Ocuparse de los niños prematuros es un trabajo fascinante. Permite ver por un lado cómo progresa la Medicina y, por otro, cómo este progreso resulta incómodo. En los años 60 moría el 90% de los niños que nacían prematuramente con un peso inferior a un kilo. Hoy muere sólo el 10%. El porcentaje del 90% de aquel periodo corresponde, en la actualidad, al porcentaje de los prematuros nacidos en la semana 22 que no consiguen sobrevivir. Ahora se dice: como mueren 9 de cada 10, hay ensañamiento terapéutico. Si hubiesen dicho lo mismo de los niños por debajo de un kilo en los años 60, la Medicina no habría dado los pasos de gigante que ha dado.

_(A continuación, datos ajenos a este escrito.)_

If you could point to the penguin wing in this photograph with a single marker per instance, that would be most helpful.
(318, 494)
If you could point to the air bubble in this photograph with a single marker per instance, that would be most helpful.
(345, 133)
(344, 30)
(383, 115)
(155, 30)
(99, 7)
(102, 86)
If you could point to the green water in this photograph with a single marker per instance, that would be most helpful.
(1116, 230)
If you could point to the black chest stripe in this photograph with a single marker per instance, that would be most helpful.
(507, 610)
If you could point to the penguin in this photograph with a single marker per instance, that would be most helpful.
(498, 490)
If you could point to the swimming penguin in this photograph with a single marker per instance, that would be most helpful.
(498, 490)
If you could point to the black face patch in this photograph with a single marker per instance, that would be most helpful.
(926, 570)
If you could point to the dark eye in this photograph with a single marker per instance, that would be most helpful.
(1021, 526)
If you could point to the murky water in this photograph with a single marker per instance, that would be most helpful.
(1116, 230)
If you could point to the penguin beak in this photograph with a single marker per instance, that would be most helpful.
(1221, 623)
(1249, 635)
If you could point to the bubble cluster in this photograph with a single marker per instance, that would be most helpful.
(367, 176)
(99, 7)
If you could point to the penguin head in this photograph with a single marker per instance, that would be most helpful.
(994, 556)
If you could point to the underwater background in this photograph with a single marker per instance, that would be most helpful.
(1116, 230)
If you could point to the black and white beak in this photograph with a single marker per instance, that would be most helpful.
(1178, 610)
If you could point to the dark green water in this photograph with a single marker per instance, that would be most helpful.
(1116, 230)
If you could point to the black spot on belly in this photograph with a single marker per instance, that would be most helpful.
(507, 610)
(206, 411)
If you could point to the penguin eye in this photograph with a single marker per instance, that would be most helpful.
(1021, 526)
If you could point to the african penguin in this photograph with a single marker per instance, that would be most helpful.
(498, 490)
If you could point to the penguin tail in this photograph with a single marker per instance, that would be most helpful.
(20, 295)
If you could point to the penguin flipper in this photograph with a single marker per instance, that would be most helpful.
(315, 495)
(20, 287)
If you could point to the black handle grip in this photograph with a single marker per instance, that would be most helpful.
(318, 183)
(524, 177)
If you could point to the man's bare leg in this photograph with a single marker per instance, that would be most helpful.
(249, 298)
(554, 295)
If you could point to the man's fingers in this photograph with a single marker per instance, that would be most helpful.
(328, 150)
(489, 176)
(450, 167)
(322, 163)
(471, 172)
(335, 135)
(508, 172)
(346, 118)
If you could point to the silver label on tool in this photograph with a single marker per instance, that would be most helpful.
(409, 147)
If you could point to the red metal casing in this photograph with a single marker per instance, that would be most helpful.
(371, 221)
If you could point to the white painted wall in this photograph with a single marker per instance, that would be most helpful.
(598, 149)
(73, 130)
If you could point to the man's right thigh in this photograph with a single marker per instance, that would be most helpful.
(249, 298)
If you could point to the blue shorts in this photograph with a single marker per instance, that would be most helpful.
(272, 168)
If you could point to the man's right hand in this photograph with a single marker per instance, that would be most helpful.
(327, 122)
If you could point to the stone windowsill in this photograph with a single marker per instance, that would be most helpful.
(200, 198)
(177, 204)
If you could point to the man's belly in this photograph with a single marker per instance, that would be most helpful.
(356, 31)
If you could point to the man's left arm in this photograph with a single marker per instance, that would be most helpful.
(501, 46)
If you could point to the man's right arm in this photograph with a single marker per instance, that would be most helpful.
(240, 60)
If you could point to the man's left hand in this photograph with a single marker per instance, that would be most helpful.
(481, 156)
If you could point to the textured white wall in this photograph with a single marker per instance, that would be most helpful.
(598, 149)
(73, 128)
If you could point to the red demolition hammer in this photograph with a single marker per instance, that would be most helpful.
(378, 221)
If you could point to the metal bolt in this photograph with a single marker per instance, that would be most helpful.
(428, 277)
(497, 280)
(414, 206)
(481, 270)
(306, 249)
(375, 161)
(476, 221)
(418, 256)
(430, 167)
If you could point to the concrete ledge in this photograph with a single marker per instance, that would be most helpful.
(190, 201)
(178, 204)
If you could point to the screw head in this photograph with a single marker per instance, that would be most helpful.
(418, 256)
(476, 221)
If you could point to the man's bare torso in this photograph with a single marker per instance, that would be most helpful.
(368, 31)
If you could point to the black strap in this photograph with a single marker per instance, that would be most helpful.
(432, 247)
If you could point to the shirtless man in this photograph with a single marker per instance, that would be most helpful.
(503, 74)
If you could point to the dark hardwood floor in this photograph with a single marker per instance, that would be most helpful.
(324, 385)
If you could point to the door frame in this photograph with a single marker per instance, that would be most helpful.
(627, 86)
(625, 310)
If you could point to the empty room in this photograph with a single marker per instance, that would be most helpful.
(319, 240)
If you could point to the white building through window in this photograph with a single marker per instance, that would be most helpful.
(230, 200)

¿Qué ha cambiando desde entonces?
Se han dado tres pasos importantes. En primer lugar, hoy es posible dar a las madres un tipo de cortisona antes del parto para estimular el desarrollo de los alvéolos pulmonares del niño. En segundo lugar, podemos administrar a los niños una sustancia que se llama surfactante para favorecer la maduración de los pulmones. Tercero: se han inventado microsistemas para introducir en las venas de los neonatos líquidos y otras sustancias como antibióticos, para mantenerlos con vida. Esto era impensable en los años 60, pero si hubiesen decidido no reanimar a los que estaban por debajo de un kilo porque muchos morirían... no existirían estas novedades, y muchos padres no serían padres.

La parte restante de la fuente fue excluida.